The standard value of the metric is determined at S1030 based on the modified representative values. According to this example, the standard value is determined based on the mean, mode and median of the modified representative values. Assuming the reliability of the median and the mode is higher than that of the mean in a homogeneous data set, S1030 may comprise determining the mean of the median and the mode, i.e., V_std=mean(median(V_mod)+mode(V_mod)). The standard fluctuation value may be determined similarly at S1040 based on the modified fluctuation values, F_std=mean(median(f_mod)+mode(f_mod)).
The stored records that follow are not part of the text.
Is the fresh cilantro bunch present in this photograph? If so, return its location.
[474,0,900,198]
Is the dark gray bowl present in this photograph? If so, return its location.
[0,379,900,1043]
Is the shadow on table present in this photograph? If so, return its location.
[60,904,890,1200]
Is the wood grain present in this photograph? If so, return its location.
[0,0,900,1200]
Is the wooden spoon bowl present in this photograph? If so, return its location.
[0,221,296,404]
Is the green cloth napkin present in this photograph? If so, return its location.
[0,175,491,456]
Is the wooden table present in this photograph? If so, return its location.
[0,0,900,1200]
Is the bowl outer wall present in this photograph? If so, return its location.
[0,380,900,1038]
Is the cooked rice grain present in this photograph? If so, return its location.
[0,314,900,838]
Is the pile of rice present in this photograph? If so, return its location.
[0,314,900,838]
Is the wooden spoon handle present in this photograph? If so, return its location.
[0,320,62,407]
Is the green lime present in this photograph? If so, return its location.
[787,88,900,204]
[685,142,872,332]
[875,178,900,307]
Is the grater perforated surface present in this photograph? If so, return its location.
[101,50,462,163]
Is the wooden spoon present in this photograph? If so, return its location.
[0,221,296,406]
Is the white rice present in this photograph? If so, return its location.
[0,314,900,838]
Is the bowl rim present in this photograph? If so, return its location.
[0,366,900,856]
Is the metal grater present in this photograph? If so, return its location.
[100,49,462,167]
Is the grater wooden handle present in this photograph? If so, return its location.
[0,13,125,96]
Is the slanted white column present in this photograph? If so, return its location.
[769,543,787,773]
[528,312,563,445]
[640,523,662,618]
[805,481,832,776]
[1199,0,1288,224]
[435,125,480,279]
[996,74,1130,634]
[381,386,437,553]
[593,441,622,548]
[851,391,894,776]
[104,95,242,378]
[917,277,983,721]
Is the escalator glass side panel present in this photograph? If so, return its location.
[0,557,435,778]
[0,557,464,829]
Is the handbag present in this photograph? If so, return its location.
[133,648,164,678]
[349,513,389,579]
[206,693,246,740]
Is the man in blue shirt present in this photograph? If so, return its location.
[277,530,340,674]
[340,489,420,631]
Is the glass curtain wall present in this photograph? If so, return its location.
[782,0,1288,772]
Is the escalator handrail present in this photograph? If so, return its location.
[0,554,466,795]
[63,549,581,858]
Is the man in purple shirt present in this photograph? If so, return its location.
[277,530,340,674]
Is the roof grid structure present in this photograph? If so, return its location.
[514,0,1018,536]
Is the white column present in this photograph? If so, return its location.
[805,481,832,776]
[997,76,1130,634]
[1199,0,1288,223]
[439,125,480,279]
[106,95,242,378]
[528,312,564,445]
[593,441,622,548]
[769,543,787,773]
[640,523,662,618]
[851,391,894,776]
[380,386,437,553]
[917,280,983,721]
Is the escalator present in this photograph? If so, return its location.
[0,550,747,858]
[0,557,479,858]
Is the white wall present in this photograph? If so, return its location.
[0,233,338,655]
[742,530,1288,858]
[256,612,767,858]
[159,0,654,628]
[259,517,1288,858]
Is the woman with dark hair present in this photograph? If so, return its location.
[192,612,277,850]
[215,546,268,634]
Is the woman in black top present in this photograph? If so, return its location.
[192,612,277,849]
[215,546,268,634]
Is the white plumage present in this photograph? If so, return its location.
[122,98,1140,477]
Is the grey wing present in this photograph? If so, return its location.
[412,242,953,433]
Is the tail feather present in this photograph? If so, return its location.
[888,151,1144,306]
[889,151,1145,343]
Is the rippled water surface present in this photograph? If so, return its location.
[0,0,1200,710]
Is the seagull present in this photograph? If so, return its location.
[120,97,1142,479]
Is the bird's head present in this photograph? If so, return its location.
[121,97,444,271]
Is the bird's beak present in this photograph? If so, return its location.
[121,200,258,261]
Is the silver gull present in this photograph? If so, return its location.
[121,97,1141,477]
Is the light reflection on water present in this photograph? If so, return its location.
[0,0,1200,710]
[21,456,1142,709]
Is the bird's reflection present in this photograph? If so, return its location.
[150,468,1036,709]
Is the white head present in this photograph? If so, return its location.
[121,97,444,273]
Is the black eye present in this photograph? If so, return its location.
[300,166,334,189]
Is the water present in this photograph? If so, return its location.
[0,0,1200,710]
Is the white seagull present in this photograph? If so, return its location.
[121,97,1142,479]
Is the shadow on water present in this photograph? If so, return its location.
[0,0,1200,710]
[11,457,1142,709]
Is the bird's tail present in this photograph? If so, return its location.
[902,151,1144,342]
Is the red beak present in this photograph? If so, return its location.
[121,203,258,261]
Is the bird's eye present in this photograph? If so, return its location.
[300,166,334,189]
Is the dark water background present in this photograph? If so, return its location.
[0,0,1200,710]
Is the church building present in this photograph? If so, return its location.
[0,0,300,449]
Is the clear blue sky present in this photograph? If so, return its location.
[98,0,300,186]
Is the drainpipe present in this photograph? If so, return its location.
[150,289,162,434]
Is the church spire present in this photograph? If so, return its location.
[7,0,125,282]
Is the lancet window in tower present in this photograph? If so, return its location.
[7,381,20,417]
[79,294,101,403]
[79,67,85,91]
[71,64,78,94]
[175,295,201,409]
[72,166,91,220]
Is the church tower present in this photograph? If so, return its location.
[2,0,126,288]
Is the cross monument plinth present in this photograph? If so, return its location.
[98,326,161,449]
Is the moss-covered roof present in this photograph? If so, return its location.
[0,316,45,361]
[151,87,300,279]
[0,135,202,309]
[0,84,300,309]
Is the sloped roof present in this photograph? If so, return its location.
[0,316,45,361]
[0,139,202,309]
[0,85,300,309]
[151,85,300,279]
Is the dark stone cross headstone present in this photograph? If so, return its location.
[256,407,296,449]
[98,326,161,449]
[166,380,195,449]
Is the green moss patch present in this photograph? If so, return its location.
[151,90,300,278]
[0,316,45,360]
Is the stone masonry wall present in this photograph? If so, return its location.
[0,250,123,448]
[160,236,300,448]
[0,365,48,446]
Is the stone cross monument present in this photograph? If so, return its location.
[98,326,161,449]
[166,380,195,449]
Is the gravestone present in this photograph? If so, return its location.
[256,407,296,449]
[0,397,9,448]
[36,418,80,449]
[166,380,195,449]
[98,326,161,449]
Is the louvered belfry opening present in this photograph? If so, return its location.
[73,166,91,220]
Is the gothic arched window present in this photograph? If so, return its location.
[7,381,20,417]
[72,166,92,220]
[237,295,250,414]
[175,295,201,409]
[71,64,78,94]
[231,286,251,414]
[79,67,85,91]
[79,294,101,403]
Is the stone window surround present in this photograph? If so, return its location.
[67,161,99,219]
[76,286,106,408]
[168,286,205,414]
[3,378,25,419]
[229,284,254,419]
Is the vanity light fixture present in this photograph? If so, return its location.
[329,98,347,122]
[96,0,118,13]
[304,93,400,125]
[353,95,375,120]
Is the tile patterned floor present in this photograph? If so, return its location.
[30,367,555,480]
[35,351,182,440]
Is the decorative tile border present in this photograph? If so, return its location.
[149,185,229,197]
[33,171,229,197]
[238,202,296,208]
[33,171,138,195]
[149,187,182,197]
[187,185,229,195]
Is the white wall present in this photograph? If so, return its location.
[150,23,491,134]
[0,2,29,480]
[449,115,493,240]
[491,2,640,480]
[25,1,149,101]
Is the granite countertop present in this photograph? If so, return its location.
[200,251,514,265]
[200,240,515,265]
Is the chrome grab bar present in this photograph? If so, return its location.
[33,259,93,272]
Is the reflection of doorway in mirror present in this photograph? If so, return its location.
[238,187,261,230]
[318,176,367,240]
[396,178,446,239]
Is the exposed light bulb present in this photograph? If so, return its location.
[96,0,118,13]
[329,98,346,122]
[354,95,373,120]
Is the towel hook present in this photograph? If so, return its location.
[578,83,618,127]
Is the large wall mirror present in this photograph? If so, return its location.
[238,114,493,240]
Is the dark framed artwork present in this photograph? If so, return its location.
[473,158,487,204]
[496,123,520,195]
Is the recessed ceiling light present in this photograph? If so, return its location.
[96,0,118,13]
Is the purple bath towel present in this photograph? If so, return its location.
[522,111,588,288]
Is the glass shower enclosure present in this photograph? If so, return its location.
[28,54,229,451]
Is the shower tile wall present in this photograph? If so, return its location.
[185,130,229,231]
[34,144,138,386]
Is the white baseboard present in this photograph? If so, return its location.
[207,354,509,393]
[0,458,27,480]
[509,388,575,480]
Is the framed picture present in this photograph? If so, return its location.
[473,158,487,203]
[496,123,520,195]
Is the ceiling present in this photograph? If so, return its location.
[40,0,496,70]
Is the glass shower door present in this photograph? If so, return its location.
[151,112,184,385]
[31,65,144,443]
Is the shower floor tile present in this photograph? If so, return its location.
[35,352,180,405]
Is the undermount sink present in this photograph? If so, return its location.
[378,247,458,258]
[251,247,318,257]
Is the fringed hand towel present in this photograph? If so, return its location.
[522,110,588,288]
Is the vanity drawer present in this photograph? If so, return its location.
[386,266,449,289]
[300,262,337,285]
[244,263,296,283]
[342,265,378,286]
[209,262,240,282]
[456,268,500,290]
Next, at S1050, a first difference is determined between the standard value and the representative value for each entity. S1050 may comprise determining an absolute value of a difference between the representative value of an entity and the standard representative value V_std. S1060 includes determination of a second difference between the standard fluctuation value and the fluctuation value for each entity, for example by determining an absolute value of a difference between the fluctuation value of an entity and the standard fluctuation value F_std. Table 1300 of FIG. 13 shows the first difference and the second difference for each of the plurality of entities, as determined at S1050 and S1060 based on the values of table 400 and standard values V_stdand F_std.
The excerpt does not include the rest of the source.